The Hakata Gion Yamakasa is an annual festival held from July 1st to 15th in Fukuoka City, southern Japan, and it is said to dispel disasters and bring peace and prosperity to the region. This festival has an almost 800-year history and has been registered by UNESCO as an intangible cultural heritage.
Fukuoka City's Hakata Gion Yamakasa concluded with the Oiyama competition early in the morning on July 15th, 2017. It had been the first festival since it had been designated as an intangible cultural heritage, and the approximately 5-kilometer road was enveloped in an air of excitement.
“Yaaa!” Deep-throated calls arose as the men of the Nakasu Nagare group rushed into the Shrine grounds with the first carried float, called kaki yamakasa. They circled the flag and performed a celebratory song called Hakata Iwaimedeta. The spectators joined in, their voices reverberating across the shrine, and then the men carried their float out into the streets of Hakata.

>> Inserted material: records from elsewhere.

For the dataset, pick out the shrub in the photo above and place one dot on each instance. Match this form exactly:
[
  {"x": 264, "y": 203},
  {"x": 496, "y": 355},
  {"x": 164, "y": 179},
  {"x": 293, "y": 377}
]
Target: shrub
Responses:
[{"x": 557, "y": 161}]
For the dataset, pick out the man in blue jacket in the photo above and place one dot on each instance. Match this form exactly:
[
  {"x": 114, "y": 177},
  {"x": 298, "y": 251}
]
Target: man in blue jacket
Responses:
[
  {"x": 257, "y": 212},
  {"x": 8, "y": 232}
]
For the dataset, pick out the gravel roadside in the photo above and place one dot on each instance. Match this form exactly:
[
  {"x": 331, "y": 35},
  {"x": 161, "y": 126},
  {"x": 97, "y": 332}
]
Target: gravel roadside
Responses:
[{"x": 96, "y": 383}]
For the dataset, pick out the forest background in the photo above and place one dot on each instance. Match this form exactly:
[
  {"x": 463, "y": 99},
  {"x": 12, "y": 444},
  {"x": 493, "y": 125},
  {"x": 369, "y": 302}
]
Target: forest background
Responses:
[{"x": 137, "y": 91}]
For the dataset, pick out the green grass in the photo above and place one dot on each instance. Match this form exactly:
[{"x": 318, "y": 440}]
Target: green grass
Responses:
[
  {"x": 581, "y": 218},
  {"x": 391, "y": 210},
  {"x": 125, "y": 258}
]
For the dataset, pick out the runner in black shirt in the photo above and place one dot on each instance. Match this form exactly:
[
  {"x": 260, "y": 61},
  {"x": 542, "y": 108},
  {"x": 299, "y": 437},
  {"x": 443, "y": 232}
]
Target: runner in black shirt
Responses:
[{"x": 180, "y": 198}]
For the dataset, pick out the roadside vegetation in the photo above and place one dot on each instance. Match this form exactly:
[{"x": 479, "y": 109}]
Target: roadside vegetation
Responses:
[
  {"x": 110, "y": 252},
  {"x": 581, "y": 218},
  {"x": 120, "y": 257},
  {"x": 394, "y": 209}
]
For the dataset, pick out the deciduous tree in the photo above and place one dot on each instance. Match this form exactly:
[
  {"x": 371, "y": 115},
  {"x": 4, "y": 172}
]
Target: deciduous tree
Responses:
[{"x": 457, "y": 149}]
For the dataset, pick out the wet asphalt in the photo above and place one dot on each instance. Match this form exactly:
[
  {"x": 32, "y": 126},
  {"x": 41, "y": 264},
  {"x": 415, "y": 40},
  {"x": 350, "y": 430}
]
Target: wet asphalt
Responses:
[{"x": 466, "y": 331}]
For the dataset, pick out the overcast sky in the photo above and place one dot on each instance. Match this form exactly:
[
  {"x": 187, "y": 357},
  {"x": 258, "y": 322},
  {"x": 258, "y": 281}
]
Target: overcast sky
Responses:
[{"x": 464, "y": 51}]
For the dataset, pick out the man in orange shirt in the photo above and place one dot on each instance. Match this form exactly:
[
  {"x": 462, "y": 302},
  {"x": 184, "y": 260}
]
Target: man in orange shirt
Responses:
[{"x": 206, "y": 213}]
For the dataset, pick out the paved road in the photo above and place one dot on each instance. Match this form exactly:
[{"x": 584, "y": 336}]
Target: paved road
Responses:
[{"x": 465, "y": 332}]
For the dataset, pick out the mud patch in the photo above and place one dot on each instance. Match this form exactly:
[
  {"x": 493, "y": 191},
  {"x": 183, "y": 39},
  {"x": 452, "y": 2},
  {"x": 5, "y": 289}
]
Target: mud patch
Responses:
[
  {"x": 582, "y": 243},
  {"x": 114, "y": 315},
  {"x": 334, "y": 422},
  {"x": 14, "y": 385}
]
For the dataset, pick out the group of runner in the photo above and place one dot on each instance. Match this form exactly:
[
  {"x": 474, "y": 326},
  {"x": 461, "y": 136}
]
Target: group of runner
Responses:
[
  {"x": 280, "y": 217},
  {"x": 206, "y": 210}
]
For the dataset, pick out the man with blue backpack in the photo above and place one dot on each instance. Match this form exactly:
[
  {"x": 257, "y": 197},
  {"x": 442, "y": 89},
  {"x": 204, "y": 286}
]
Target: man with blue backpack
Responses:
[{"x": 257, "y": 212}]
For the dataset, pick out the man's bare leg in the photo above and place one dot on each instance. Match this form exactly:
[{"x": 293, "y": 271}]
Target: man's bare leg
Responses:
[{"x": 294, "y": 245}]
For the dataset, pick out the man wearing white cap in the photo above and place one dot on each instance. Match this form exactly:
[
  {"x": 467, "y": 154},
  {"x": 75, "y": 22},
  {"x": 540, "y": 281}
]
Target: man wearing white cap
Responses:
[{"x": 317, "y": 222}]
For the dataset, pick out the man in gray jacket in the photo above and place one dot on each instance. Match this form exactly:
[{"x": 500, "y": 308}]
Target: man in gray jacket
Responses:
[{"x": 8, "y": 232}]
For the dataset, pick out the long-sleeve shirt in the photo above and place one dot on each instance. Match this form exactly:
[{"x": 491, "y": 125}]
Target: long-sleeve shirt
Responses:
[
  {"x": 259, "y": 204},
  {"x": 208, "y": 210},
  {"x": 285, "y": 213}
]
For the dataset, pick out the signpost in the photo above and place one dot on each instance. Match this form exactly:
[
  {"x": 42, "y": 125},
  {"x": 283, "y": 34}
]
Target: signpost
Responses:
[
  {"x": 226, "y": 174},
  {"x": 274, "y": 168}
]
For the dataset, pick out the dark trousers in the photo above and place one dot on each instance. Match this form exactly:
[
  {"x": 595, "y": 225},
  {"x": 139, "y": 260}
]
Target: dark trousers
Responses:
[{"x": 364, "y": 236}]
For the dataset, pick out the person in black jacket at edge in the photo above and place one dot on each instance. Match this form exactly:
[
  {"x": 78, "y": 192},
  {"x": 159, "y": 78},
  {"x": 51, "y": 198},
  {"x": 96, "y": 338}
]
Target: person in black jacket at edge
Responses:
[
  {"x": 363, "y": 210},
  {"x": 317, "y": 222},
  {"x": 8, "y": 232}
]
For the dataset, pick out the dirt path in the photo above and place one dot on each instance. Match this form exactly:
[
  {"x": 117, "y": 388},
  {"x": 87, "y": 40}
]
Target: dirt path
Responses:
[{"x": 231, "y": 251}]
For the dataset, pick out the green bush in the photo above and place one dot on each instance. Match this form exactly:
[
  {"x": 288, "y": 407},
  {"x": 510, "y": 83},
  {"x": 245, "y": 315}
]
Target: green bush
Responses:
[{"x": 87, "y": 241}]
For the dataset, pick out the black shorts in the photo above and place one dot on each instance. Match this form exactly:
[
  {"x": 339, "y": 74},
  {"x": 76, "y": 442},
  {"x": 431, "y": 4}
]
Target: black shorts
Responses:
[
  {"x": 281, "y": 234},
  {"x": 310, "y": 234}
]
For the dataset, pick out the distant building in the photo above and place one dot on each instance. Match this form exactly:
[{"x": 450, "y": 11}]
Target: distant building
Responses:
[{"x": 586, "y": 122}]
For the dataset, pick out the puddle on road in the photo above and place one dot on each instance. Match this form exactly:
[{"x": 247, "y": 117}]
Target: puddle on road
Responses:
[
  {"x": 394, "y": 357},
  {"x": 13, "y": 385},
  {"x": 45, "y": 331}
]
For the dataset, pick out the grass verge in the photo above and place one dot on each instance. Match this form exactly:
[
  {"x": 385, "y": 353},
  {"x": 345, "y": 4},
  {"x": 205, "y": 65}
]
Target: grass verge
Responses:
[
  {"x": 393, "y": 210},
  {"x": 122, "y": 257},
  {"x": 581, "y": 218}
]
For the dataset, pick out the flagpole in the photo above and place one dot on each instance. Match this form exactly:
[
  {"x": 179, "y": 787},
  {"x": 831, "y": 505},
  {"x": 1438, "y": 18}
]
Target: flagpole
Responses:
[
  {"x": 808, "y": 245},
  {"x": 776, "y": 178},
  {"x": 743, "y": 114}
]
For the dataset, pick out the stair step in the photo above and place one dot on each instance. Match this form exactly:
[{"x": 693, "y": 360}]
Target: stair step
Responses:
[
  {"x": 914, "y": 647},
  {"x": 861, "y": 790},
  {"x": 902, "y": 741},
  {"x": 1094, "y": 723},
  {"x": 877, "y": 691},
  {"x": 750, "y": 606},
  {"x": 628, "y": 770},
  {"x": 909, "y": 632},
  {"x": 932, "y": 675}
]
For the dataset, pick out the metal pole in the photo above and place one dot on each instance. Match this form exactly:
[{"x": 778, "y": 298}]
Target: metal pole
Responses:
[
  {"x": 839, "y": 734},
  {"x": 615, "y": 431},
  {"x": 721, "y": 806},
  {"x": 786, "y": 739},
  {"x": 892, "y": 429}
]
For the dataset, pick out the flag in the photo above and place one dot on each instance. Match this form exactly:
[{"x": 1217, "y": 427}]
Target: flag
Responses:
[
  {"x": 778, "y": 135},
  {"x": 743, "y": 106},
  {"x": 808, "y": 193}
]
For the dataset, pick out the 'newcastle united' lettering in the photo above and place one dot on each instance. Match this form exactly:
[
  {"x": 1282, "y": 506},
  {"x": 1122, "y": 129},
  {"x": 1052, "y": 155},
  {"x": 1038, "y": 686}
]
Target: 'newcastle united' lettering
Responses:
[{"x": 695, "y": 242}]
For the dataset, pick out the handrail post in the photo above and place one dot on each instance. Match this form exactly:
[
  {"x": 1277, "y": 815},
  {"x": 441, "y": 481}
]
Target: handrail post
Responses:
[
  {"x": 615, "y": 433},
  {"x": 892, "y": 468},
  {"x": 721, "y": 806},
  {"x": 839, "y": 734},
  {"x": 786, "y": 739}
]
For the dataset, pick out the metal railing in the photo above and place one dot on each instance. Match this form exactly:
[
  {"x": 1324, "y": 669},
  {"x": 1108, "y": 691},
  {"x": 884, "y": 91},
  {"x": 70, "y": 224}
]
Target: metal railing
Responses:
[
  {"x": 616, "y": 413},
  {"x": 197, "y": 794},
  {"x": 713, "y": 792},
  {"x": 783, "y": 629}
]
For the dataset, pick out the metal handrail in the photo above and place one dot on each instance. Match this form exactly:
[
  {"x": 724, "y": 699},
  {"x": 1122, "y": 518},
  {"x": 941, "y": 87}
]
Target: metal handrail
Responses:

The remaining 6 groups followed, and then the 8th float, a decorated kazari yamakasa, made its grand entry into the Shrine. As each group continued along the course one after the other, spectators on the roadside poured water on them, in tribute to the “prayer water” that the 13th-century Zen monk prinkled as he prayed to drive off a plague in the Kamakura period.
“We pulled ourselves together for the festival this year because it was the first since our designation by UNESCO. We want to pass on this heritage to the children of the future,” vowed Kanya Toyoda, chairman of the Hakata Gion Yamakasa Promotion Association.